If Rick and Morty felt like a prominent feature of the festival’s activities, Adult Swim may be forgiven for capitalizing on the timing; the massive and unmistakable success of the franchise was now entering its fourth season after what felt like an interminable wait, and so there was no shortage of Rick and Morty fans attending. On Saturday the Morty slide was joined by virtual reality experiences, allowing participants to dance along with Rick and Morty as they ‘Get Schwifty’ at the Show Us What You Got! Volumetric Reality station, or transport themselves into the world of Rick and Morty through the Rickflector. Fans of Pocket Mortys, a Pokemon-style game with a goal to collect different Morty types across different realities, could even get their own stuffed Morty for joining in on the fun. Episodes from the new season were also showing in several viewing rooms throughout the stadium.

Almost in spite of the fun offerings found at every turn, the music on day two was less cohesive overall compared to the intimate and somewhat cerebral experience from the prior evening. The thoughtfully curated artist lineup now seemingly devolved into fistfuls of college rock and angst interlaced with forgettable turntable performances for much of the day.

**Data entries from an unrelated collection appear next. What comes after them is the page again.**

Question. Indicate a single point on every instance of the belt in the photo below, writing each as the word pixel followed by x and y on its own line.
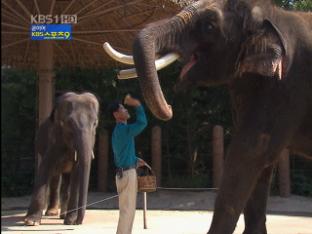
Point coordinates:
pixel 120 170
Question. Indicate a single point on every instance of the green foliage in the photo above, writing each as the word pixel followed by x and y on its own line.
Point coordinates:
pixel 18 124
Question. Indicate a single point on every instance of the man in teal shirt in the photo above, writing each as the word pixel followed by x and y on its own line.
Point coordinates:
pixel 125 159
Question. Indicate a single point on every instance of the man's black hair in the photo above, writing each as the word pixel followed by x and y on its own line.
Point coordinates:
pixel 113 106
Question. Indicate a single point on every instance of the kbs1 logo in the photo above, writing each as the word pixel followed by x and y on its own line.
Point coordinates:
pixel 53 19
pixel 49 27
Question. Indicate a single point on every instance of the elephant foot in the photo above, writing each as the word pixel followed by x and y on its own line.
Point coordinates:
pixel 62 216
pixel 255 232
pixel 70 219
pixel 32 221
pixel 52 212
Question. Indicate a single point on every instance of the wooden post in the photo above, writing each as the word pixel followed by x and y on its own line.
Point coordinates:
pixel 284 174
pixel 144 209
pixel 46 74
pixel 103 151
pixel 217 154
pixel 156 152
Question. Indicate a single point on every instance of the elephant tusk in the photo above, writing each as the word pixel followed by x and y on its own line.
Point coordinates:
pixel 126 59
pixel 159 64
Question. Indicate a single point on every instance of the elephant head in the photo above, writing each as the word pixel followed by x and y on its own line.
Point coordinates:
pixel 215 39
pixel 65 141
pixel 75 121
pixel 264 55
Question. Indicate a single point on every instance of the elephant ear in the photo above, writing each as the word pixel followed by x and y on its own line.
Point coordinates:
pixel 264 50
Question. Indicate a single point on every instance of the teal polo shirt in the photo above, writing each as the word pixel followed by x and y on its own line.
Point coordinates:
pixel 123 139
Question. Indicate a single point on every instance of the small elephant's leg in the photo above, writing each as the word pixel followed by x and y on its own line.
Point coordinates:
pixel 38 200
pixel 71 213
pixel 53 205
pixel 64 194
pixel 254 212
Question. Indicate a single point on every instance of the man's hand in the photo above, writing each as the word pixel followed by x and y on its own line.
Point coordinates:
pixel 130 101
pixel 141 162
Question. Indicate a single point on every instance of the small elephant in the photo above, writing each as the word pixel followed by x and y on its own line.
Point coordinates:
pixel 65 142
pixel 264 54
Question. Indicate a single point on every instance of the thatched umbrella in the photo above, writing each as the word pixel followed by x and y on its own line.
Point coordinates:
pixel 98 21
pixel 116 21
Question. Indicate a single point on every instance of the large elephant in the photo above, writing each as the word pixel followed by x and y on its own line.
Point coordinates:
pixel 264 54
pixel 65 141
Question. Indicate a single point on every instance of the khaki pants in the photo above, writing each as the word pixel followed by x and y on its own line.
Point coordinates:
pixel 127 188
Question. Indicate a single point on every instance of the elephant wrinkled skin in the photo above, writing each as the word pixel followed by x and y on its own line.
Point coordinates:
pixel 263 53
pixel 65 143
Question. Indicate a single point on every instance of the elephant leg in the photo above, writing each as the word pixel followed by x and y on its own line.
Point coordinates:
pixel 53 204
pixel 38 200
pixel 64 194
pixel 238 180
pixel 255 209
pixel 71 213
pixel 245 163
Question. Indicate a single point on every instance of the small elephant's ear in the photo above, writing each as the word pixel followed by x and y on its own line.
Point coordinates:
pixel 263 52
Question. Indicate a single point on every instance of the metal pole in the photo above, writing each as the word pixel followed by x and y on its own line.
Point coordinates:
pixel 46 74
pixel 144 209
pixel 284 174
pixel 218 155
pixel 156 152
pixel 103 154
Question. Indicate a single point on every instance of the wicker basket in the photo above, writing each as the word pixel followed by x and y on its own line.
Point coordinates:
pixel 146 179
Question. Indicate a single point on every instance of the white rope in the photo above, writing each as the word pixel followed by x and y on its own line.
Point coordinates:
pixel 161 188
pixel 188 189
pixel 90 204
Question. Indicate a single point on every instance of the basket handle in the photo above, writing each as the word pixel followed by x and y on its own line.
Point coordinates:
pixel 148 166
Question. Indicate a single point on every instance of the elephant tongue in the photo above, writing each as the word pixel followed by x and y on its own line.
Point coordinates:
pixel 188 66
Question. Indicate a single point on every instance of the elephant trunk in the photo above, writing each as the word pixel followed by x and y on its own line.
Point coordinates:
pixel 150 41
pixel 84 151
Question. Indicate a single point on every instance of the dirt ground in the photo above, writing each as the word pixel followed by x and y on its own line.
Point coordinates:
pixel 168 212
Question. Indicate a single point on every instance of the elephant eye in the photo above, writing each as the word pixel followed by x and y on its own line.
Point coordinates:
pixel 207 27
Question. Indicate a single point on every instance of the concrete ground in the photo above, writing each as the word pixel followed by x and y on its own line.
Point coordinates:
pixel 168 212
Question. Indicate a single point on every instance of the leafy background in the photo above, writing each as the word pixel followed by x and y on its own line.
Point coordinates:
pixel 186 139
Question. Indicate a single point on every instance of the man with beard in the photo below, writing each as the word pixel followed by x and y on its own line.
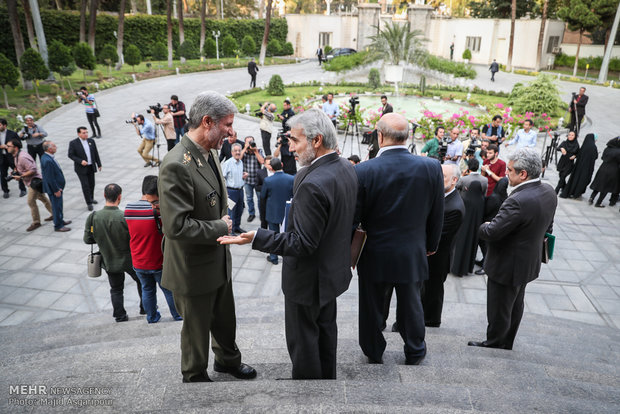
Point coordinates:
pixel 315 245
pixel 194 203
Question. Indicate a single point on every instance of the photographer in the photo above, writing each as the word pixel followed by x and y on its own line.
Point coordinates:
pixel 266 125
pixel 34 135
pixel 253 159
pixel 168 123
pixel 146 130
pixel 92 113
pixel 283 152
pixel 286 114
pixel 177 109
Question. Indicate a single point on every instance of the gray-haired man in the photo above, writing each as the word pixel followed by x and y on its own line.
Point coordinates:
pixel 315 245
pixel 193 203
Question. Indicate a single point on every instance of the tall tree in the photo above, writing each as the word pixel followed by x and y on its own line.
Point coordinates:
pixel 92 26
pixel 29 26
pixel 203 13
pixel 541 34
pixel 513 17
pixel 579 16
pixel 83 5
pixel 169 23
pixel 120 33
pixel 263 46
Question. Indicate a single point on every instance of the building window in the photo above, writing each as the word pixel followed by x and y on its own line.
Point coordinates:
pixel 325 39
pixel 473 43
pixel 554 41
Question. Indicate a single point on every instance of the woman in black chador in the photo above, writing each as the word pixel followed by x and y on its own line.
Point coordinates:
pixel 466 240
pixel 569 149
pixel 582 172
pixel 608 174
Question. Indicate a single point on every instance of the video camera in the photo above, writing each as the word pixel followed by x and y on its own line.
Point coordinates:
pixel 155 109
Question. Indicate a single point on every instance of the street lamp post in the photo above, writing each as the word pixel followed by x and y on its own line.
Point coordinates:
pixel 217 48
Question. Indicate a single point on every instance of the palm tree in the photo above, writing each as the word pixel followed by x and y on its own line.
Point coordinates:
pixel 397 42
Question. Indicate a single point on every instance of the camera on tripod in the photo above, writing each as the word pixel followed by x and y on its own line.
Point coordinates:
pixel 155 109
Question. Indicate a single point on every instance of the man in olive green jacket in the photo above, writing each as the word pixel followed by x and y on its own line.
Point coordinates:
pixel 108 229
pixel 197 269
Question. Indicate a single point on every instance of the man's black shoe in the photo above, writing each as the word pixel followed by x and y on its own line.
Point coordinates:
pixel 243 371
pixel 414 360
pixel 198 378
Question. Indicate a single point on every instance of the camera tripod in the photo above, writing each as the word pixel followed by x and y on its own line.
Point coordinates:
pixel 352 130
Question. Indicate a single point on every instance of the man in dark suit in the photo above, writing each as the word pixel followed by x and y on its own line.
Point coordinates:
pixel 400 205
pixel 577 109
pixel 83 152
pixel 194 204
pixel 6 159
pixel 53 184
pixel 316 245
pixel 439 263
pixel 276 191
pixel 514 246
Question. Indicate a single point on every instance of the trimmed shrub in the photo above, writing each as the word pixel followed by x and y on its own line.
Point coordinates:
pixel 276 86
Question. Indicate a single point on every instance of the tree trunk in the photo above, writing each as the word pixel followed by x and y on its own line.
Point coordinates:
pixel 263 46
pixel 577 54
pixel 120 34
pixel 169 22
pixel 541 35
pixel 203 12
pixel 29 27
pixel 92 25
pixel 83 20
pixel 513 17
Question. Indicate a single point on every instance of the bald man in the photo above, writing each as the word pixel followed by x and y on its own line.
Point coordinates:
pixel 400 205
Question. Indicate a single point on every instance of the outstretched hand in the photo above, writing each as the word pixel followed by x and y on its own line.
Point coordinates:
pixel 243 238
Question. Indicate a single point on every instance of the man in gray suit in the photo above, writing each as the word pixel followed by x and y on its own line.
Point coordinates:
pixel 515 239
pixel 194 203
pixel 316 245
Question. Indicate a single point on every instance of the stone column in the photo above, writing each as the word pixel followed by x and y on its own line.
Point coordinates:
pixel 367 22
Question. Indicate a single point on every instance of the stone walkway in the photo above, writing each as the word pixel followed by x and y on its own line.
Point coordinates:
pixel 43 273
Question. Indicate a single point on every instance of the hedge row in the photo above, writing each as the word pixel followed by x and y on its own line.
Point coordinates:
pixel 144 31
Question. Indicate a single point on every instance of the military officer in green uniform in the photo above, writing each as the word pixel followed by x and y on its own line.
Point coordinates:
pixel 197 269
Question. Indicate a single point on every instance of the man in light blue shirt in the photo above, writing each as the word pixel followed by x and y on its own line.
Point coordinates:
pixel 331 108
pixel 232 170
pixel 146 130
pixel 525 137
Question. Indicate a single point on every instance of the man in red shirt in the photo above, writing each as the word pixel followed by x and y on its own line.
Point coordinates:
pixel 145 234
pixel 493 168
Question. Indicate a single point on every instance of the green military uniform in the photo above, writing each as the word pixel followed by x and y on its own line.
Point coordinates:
pixel 196 268
pixel 108 228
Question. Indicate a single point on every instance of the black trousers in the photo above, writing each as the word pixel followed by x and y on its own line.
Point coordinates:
pixel 266 141
pixel 311 339
pixel 504 313
pixel 88 186
pixel 211 315
pixel 92 120
pixel 409 315
pixel 117 286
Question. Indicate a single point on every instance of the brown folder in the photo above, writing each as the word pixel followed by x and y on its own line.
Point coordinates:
pixel 357 245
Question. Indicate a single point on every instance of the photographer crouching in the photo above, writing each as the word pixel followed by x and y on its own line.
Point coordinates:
pixel 145 130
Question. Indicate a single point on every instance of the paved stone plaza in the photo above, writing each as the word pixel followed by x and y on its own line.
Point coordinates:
pixel 43 273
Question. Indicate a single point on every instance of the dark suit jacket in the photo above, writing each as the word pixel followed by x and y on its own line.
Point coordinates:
pixel 276 191
pixel 317 243
pixel 400 205
pixel 53 178
pixel 515 236
pixel 453 213
pixel 77 154
pixel 192 203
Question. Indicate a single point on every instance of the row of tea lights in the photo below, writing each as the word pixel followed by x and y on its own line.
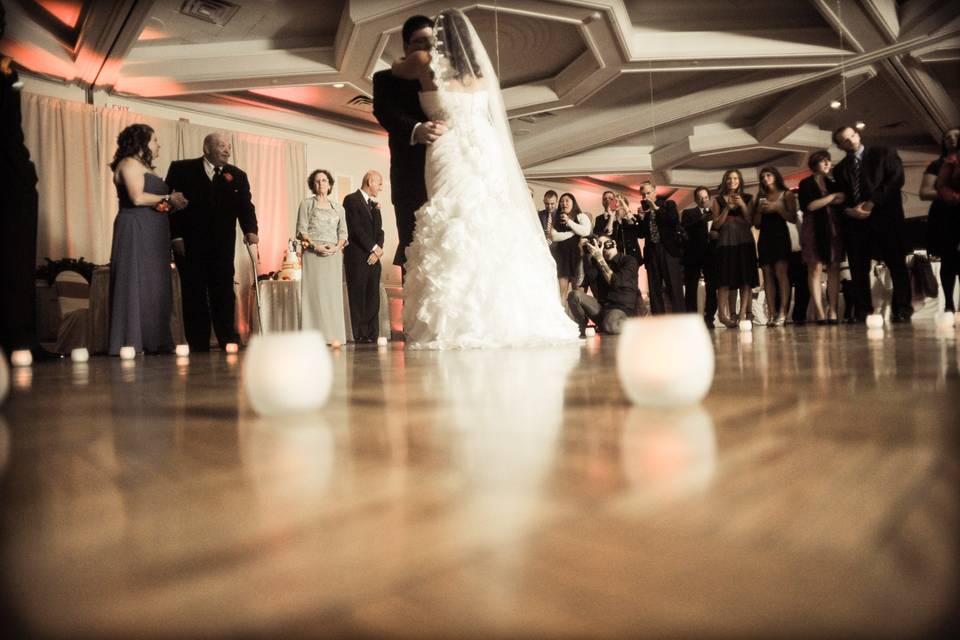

Standing apart from the blur was the artist clipping., whose lyrical prowess captured the crowd’s attention and approval despite significant technical issues with his DJ that persisted throughout the performance. “We do great without a soundcheck,” the rapper mused aloud to cheers and chuckles from the crowd. Songs like ‘Nothing is Safe,’ ‘Taking off’ and ‘Shooter’ were sobering reminders of reality beyond the relatively safe bubble of joy that the fest created, but clipping.’s delightfully endearing and humorous stage presence brought balance and charm to the otherwise depressing subject matter. Cupcakke too brought a sort of playful belligerence to the delight of her core following with her performance. A fierce advocate of the LGBTQ community that only months ago appeared on social media in a somber message to fans to declare her retirement from music, she pulled no punches with covers of ‘Heartbreaker’ and ‘Old Town Road’ fashioned in her unique, albeit hypersexualized, delivery.

 

If Health was the perfect palette cleanser between the savory meals of Inter Arma and Tom Hecker, Helado Negro felt more like stubbing your toe first thing in the morning to transition from deep slumber to peaceful waking. The electric energy-carrying concertgoers through the long day all but disappeared. Onlookers wandered away seeking sustenance in the form of craft beer and burgers, some jumping onto the line for the mechanical hot dog challenge or simply grabbing a seat before returning to the field. The hiccup in pacing did not deter the crowd, however, that grew thicker, drunker and rowdier as the hour grew late, until the festival finally erupted into an all-out rave featuring the notable and audacious stylings of acts like 2 Chainz, Vince Staples, and Jamie xx, who closed out the evening on a high note.